Arthritis is an increasingly common condition that refers to 100 different types of diseases, affects all age groups and affects 1 in 4 adults, equating to 80 million people in the United States. The most common form seen is osteoarthritis or degenerative joint disease and we see these conditions impacting the lives of residents in the senior living communities we serve every day. Studies have shown that half of adults living with this condition do not believe anything can be done, but in fact there are many strategies that can be employed in daily living and in exercise that can provide a better quality of life for those affected.
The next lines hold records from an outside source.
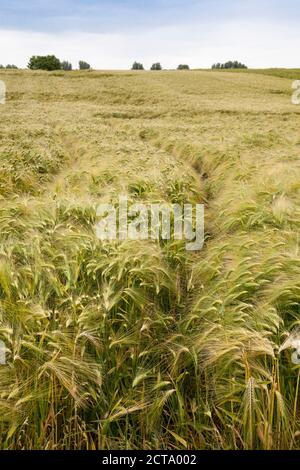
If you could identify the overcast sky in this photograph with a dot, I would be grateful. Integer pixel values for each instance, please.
(112, 34)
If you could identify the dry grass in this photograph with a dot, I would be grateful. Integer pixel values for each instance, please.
(141, 345)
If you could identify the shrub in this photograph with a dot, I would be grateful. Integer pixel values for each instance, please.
(230, 65)
(137, 66)
(84, 65)
(156, 66)
(65, 65)
(183, 67)
(49, 62)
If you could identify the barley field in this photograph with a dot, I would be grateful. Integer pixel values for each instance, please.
(142, 344)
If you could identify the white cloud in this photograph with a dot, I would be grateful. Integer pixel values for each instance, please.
(257, 44)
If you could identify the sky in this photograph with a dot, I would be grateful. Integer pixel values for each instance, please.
(113, 34)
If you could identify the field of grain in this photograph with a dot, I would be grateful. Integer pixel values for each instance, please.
(141, 344)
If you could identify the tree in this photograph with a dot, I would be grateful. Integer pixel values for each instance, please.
(49, 62)
(156, 66)
(65, 65)
(137, 66)
(229, 65)
(84, 65)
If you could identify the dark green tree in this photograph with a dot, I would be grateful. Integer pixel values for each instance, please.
(49, 62)
(84, 65)
(229, 65)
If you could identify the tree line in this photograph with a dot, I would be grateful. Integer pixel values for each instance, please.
(231, 64)
(9, 67)
(51, 62)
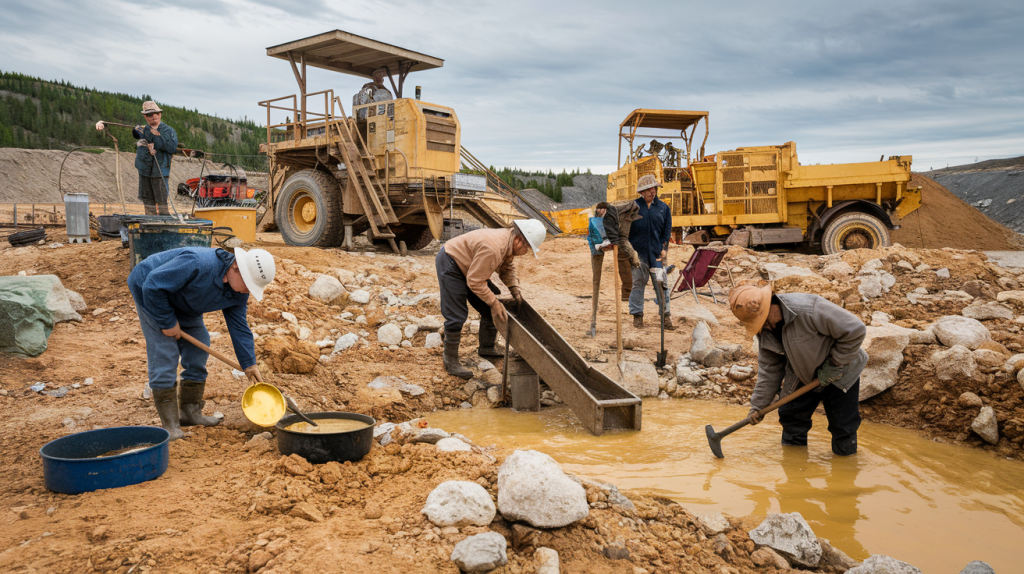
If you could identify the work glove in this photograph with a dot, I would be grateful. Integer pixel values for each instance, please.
(755, 415)
(828, 372)
(516, 294)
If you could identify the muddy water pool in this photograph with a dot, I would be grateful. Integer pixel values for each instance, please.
(935, 505)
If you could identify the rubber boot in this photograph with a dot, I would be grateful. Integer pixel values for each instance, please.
(190, 400)
(166, 401)
(487, 348)
(452, 364)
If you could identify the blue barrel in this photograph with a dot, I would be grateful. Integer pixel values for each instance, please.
(152, 234)
(73, 465)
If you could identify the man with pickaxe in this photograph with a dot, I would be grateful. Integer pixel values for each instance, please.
(803, 337)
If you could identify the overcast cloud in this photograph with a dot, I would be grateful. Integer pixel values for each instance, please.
(546, 84)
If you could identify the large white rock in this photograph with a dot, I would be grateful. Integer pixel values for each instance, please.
(955, 362)
(640, 379)
(988, 311)
(790, 535)
(389, 335)
(776, 271)
(346, 341)
(956, 329)
(879, 564)
(884, 346)
(459, 503)
(986, 426)
(532, 488)
(327, 289)
(480, 553)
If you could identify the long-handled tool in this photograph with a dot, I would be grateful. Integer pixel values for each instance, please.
(262, 402)
(715, 439)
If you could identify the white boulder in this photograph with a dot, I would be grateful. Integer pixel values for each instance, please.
(327, 289)
(791, 536)
(481, 553)
(459, 503)
(884, 346)
(389, 335)
(986, 426)
(956, 329)
(532, 488)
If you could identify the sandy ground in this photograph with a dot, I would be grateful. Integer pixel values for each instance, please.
(228, 503)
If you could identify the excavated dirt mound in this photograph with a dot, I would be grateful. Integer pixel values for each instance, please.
(945, 221)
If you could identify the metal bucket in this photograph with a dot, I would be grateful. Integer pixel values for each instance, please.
(77, 218)
(73, 464)
(152, 234)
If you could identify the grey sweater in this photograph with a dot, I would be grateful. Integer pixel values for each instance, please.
(814, 329)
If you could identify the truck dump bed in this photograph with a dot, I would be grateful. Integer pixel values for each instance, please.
(598, 401)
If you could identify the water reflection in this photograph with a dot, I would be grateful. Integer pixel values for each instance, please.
(935, 505)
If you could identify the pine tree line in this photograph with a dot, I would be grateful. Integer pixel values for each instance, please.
(41, 115)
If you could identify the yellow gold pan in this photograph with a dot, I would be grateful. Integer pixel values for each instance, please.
(262, 403)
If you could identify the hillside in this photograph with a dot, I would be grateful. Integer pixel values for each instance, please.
(42, 115)
(994, 187)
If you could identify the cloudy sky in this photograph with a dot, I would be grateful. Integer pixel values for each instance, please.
(546, 84)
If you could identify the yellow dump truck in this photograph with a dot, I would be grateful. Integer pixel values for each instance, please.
(761, 195)
(390, 167)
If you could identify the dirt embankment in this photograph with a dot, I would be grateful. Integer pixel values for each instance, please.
(228, 504)
(946, 221)
(37, 176)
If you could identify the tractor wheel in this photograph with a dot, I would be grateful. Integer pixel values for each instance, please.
(854, 230)
(308, 210)
(416, 236)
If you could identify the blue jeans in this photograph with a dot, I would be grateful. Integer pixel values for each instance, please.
(639, 287)
(163, 353)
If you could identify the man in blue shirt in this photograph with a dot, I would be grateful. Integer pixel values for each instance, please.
(649, 236)
(157, 143)
(172, 290)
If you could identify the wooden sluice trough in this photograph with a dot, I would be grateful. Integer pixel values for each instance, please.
(543, 355)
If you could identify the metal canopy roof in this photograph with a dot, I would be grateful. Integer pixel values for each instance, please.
(663, 119)
(348, 53)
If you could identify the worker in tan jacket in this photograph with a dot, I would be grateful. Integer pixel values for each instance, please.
(464, 268)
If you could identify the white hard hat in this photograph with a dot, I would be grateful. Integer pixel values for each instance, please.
(257, 269)
(534, 231)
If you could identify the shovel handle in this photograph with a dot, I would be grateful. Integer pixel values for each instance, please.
(791, 397)
(196, 342)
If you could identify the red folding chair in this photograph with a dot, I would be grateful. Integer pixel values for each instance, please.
(700, 269)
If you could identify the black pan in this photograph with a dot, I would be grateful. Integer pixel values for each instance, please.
(324, 447)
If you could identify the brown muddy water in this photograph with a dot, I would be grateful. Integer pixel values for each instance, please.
(935, 505)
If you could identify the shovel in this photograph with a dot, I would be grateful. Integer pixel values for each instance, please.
(262, 403)
(715, 439)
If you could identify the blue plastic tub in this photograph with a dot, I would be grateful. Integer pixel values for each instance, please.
(152, 234)
(72, 465)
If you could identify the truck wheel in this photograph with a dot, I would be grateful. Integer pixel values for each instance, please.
(854, 230)
(416, 236)
(308, 210)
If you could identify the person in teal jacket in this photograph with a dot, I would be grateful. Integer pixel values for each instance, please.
(157, 143)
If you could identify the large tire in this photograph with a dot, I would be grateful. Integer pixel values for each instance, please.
(416, 236)
(854, 230)
(308, 210)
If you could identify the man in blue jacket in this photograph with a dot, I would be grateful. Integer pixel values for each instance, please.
(157, 143)
(172, 290)
(649, 236)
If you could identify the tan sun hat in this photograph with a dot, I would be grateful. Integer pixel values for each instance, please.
(646, 182)
(751, 305)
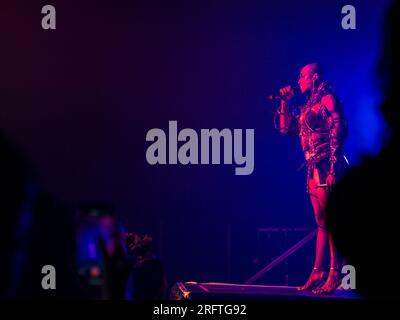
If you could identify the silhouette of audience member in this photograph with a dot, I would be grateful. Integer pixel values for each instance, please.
(34, 232)
(364, 206)
(149, 281)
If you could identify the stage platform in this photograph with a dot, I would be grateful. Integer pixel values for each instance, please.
(226, 291)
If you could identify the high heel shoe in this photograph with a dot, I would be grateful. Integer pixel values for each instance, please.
(316, 278)
(333, 281)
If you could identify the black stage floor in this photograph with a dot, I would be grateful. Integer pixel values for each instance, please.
(218, 291)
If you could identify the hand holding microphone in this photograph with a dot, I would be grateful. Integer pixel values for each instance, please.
(285, 93)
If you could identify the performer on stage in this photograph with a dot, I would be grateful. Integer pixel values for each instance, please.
(321, 125)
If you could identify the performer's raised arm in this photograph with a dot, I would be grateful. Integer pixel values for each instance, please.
(284, 120)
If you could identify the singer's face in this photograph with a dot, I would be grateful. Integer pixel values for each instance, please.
(305, 80)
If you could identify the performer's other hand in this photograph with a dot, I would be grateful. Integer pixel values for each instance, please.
(287, 93)
(330, 182)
Everything starts with your feet so investing in shoes with adequate cushioning and stabilization should be a top priority. Sneakers with extra cushioning should be your choice for most athletic activities, New Balance are great for different width selection and are very durable. Hoka provides excellent cushioning and a ‘rocker’ shaped sole for easier propulsion. Some trial and error is required to find a brand and style that will work best for each individual. Ensuring you are at your healthiest weight will also relieve stress on the joints and associated pain. Speaking of pain, use the 2-hour rule which is if a joint is still hurting from an activity after that duration of time it is a sign that you are most likely overexerting yourself. Next, learn how to move with efficiency and purpose using the best posture and techniques possible. That means reducing range of motion on movements that cause sharp pain and avoid exercises with heavy heel strikes like running or stairs. Low impact is always better, exercising in water, exploring yoga and tai chi and choosing an elliptical vs a treadmill are all savvy decisions.
Another important factor to note is exercising with joint replacements which have general and specific guidelines depending on the joint that was replaced. A general rule is to decrease the range of motion and speed of movement for all replacements as well as avoiding contact sports. Total hip replacements should avoid flexion greater than 90 degrees or 70 degrees with a history of dislocation and crossing the midline of the body in the front or back. Total knees should look out for rotational stress and begin with closed chain work such as a bicycle before progressing to open chain exercises with heel and toe strikes such as pickleball. Total shoulder replacements should avoid contact sports like basketball, heavy, repetitive lifting and chopping motions.
A rest day in between every bout of exercise is recommended with 3 days a week being a great goal for most exercisers. Respecting pain and prioritizing recovery are essential for adherence as well as adapting extra rest days when your body is calling for a long, less active weekend.
Finally, rest and relaxation are essential to managing arthritis with flexibility done at the end of sessions to ensure adequate blood flow in the areas being stretched. In addition, meditation and guided imagery are helpful in focusing on areas that are tense and can be relaxed through isometric contraction and relaxation such as Jacobson’s progressive technique.
As you can see, there are numerous considerations to improving or maintaining joint health and our qualified fitness staff in senior living communities across the US are developing customized exercise plans helping residents move more with less pain.